The Sandwich Generation – Caught Between Caring for Children and Ageing Parents

By: Amy Cheng

Samuel* is the father of three children but is also now beginning to look after parents who are ageing.

“It’s hard because sometimes you’re letting someone else down to do something else,” he said in an interview.

Samuel is part of the “Sandwich Generation”, a group of individuals (usually middle-aged) who are “sandwiched” between caring for children and ageing parents who need financial, physical and emotional support.

He has three children between the ages of three and nine and at times, he feels “pulled in different directions”.

“My mum, she’s had a broken arm just recently and she’ll have some appointments she needs to get to, so she might just need a lift somewhere,” Samuel said.

“And then at the same time my wife might be needing to be somewhere and I have to pick the kids up from school or take them home.”

His dad also has Parkinson’s disease. He receives in-home care through BaptistCare, which Samuel helped set up.

Samuel believes that caring for ageing parents is a “natural progression” in life.

“At some point, your parents are not looking after you anymore. There’s a point further down the road where you have to think about looking after them.”

“It’s hard because sometimes you’re letting someone else down to do something else.”

Residential Aged Care

Elaine McNaughton, Head of Residential Care at Wesley Mission, works with families who are looking to move loved ones into residential care. She said the pandemic made things particularly difficult for the Sandwich Generation.

“The pandemic… has obviously come with major impacts for everyone within the community and residential care,” she said.

“In terms of choosing care, that’s probably added an extra layer to what can be an already challenging and maybe confronting situation for families and their loved ones. They’ve had to home-school children and there’s been financial pressure for everyone as well.”

Elder Care
Photo: by National Cancer Institute on Unsplash

Often the need to move a loved one into residential care comes suddenly, Ms McNaughton said.

“(The Sandwich Generation) can find that things suddenly change for mum or dad. “Either an acute episode has happened or a sudden health change and they’re considering residential care.

“They often can be quite distressed and feel guilt as well about considering those options, even though it’s nothing to feel guilty about.”

A Tough Decision

Whether during a pandemic or not, moving a loved one into residential care can be a hard decision for both the loved one and their family.

“Residential care is sort of creating a new home because their loved one can’t be at home and it’s a massive step to leave that home to come into care,” Ms McNaughton said.

“We really look at how we can help create that new home; it will never replace their own home, but how we create a new home and support the family.”

“We really look at how we can help create that new home (but) it will never replace their own home.”

Honouring Parents

Reverend David Van Akker, a chaplain for Wesley Retirement Living, has journeyed with families to help them process these changes.

“Taking your parent to an aged care facility can be highly emotional,” he said.

“Some of these elderly folks go from living in the family home for the last 70 years into hospital facilities and then into a retirement village or nursing home.”
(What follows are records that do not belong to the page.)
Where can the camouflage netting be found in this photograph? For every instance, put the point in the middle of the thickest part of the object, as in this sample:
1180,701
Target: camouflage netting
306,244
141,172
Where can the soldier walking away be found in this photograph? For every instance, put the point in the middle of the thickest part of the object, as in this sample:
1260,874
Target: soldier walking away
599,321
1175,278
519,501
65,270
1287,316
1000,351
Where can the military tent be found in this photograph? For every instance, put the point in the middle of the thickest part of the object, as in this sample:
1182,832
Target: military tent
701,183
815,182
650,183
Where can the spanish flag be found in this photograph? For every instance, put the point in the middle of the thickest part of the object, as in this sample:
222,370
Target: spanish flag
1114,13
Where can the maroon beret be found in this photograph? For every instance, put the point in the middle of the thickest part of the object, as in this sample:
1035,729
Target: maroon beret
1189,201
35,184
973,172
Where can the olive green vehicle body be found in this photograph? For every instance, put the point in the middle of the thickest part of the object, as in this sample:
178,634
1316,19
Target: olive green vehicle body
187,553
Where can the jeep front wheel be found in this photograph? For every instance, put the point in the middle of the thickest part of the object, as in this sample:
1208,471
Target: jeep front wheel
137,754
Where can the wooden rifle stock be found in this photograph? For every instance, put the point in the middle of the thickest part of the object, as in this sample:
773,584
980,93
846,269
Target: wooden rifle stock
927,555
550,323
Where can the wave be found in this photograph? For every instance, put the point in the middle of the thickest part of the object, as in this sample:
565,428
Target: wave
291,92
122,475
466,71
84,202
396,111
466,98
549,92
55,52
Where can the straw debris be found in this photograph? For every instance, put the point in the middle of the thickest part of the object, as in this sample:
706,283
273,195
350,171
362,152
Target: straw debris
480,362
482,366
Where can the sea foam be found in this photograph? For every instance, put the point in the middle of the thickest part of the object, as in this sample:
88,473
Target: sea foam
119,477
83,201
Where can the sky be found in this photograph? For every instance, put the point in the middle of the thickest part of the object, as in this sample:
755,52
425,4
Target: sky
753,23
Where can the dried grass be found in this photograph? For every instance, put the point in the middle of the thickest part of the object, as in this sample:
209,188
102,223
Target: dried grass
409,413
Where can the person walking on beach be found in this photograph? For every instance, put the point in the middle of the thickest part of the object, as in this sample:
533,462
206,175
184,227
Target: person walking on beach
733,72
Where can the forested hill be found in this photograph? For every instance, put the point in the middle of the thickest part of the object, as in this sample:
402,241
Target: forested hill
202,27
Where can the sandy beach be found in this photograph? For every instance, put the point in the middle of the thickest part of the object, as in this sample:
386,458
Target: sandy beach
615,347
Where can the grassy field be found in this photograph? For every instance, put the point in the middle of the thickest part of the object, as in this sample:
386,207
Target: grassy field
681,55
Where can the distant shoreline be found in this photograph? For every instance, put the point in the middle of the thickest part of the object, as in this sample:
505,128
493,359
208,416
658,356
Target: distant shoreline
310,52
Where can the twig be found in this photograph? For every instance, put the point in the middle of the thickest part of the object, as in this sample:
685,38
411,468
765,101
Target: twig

In his work, he has seen a lot of people wrestling with allowing their parents to make their own choices and said it is helpful to ask what that wrestle is about.

“Is it about ‘I think I know better than you’? Is it about my own desire to be a little bit less inconvenienced by my aging parents?”

When it comes to adult children working out how to honour older parents, Reverend Van Akker believes it starts with allowing them to make their own choices.

“Honouring their own agency and (their) choices for how they want to live and where they want to live,” he said. “My grandmother, who died at 99, she had a sweet tooth and she wanted to eat pavlova for breakfast.“My dad constantly fought against her; he said ‘Mum, you can’t eat that, you’ve got to eat healthy.’ But she had pavlova and sweets and she’d push her dinner aside and she lived to 99.”

However, Reverend Akker added that a line needs to be drawn sometimes if something is clearly wrong or unhelpful.

“She had pavlova and sweets and she’d push her dinner aside and she lived to 99.”

Honouring elders is about allowing them to tell their stories, according to Reverend Van Akker.

“It’s not me infantilising you or treating you like a child, but actually respecting you and respecting that you still have a lot to give.”

When the residential care decision is particularly hard for families, Reverend Van Akker suggests talking to a chaplain.

“Talking to a third party who knows the territory, knows the terrain, knows how emotional it is for everybody but is not caught up in it all; it can be really helpful.”

“I think that’s 95 per cent of what needs to be done – to slow it down and talk it through.”

*Name has been changed


Article supplied with thanks to Hope Media.